The IF samples are plotted on a linear scale as signed quantities, with 0 appearing at the center line of the scope. Any DC offset present in the A/D converter is not removed, and is seen as a shift in the baseline at higher zoom levels. For example, the converter's worst-case DC offset of 10 mv would appear as a several-hundred-count offset in the 16-bit A/D range. At the x32 or higher zoom scales, this offset would peg the sample plot off scale. Typically, the DC offset is much less than this worst case value, but RVP preserves the DC term in the Pr sample plot so that its presence is not forgotten.
The AC amplitude of the IF samples increases
when targets are present. On top of these samples, the detected power is drawn on a
logarithmic scale. Each horizontal line represents a 10 dB change in power. The graph is
scaled so that the LOG power reaches the top display line when the samples occupy the full
amplitude span. Using the previous figure as an example, the two equal-power targets just to
the left of center are approximately 18 dB down from the top. The amplitude of the samples
is 10(-18/20) = 0.13, that is, 13% of full scale. This
correspondence between the LOG scale and the amplitude scale applies regardless of the
plot's zoom level. As the IF samples are zoomed up and down by factors of two, the LOG plot
shifts up and down in 6 dB steps.
The LOG plot is obtained by convoluting the
FIR filter coefficients with the raw IF data samples, and then plotting log (I2
+ Q2) at each possible offset along the sampling interval. This
convolution produces only (1 + N- I) output points, where
N is the number of sample points and I is the length of
the FIR filter. For this reason the LOG plot begins approximately I/2 samples from left side
and ends approximately I/2 samples from the right.
The LOG points are computed at each possible offset within the raw IF samples. At the nominal 72 MHz sampling rate the spacing between LOG samples are a mere 4.17 m. The LOG plot gives a very detailed view of received power versus range. Of course, successive LOG points are highly correlated because successive input data intervals differ by only one sample point. This is why the LOG plots appear smooth compared to the instantaneous variation of the raw IF samples.
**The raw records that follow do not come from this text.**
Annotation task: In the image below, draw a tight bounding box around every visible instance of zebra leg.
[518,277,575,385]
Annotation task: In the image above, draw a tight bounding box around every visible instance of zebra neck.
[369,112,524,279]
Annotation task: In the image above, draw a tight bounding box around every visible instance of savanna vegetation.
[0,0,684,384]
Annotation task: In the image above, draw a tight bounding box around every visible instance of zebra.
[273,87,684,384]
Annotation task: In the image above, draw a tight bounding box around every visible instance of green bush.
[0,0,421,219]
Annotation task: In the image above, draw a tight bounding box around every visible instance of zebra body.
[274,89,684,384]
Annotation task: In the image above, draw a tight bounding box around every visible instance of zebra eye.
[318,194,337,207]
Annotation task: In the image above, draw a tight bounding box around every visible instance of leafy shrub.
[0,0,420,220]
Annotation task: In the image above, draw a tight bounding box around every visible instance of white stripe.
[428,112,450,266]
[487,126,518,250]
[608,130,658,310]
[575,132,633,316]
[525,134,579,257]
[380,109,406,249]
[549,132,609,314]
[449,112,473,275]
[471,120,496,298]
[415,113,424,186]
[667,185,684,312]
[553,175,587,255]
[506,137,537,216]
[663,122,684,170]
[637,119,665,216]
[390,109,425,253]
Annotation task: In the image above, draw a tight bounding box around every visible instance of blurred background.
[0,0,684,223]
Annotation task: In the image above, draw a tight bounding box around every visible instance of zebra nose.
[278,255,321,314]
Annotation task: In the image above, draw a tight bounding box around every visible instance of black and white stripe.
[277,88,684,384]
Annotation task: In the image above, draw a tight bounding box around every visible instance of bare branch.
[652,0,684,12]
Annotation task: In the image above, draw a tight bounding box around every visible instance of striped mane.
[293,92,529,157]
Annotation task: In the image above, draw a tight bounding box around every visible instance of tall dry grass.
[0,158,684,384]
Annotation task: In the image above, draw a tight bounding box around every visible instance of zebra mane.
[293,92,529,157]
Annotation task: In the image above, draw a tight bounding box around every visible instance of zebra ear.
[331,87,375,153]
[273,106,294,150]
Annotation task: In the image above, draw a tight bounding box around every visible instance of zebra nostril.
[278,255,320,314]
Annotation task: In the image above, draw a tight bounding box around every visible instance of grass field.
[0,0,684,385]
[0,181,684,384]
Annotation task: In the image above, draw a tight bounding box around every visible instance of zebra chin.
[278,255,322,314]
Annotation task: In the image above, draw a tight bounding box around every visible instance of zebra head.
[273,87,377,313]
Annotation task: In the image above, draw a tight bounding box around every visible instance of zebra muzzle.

As the starting offset of the Pr plot is decreased to range 0, you begin to see part of the burst pulse (the second half of it) appear at the left edge of the plot. This is because the burst data samples are multiplexed onto the same fiber cable that carries the IF data samples. Zero range is defined to occur at the center of the burst window; the latter half of the burst pulse is visible when the plot begins at range 0.
Example 2
The following figure shows a Pr display with a frequency spectrum of the received data samples in a format that is nearly identical to the Ps display.
- The horizontal axis represents the same band of frequencies (half the sampling rate).
- The vertical axis represents power in 10 dB steps. The entire vertical axis is used so that an overall span of 80 dB is visible.
In this example, the time span is set to 50 μsec, with a 1 m antenna attached to the IF input so that a broad range of signals (radio stations, electrical noise, and so on) would be detected.
The purpose of the Pr power spectrum is to check for spurious interference in the IF signal from the radar receiver. View the spectrum with the transmitter turned off, and with the starting range moved out so that the burst samples are not mixed with the receiver data.
The power spectrum is computed using the complete interval of raw IF samples which, depending on the chosen time span, may contain many hundreds of points. The frequency resolution of the Pr spectrum can be quite fine to make it possible to discern any interfering frequencies with some detail.
The Pr spectrum plot shows a 0 Hz peak from any DC offset in the A/D converter, and is consistent with how the DC offset is presented in the Pr sample plot.
Both plots preserve the DC component of the IF samples so that it can be monitored as part of the routine maintenance of the receiver system. This is one of the few places in the RVP10 menus and processing algorithms where the DC term deliberately remains intact.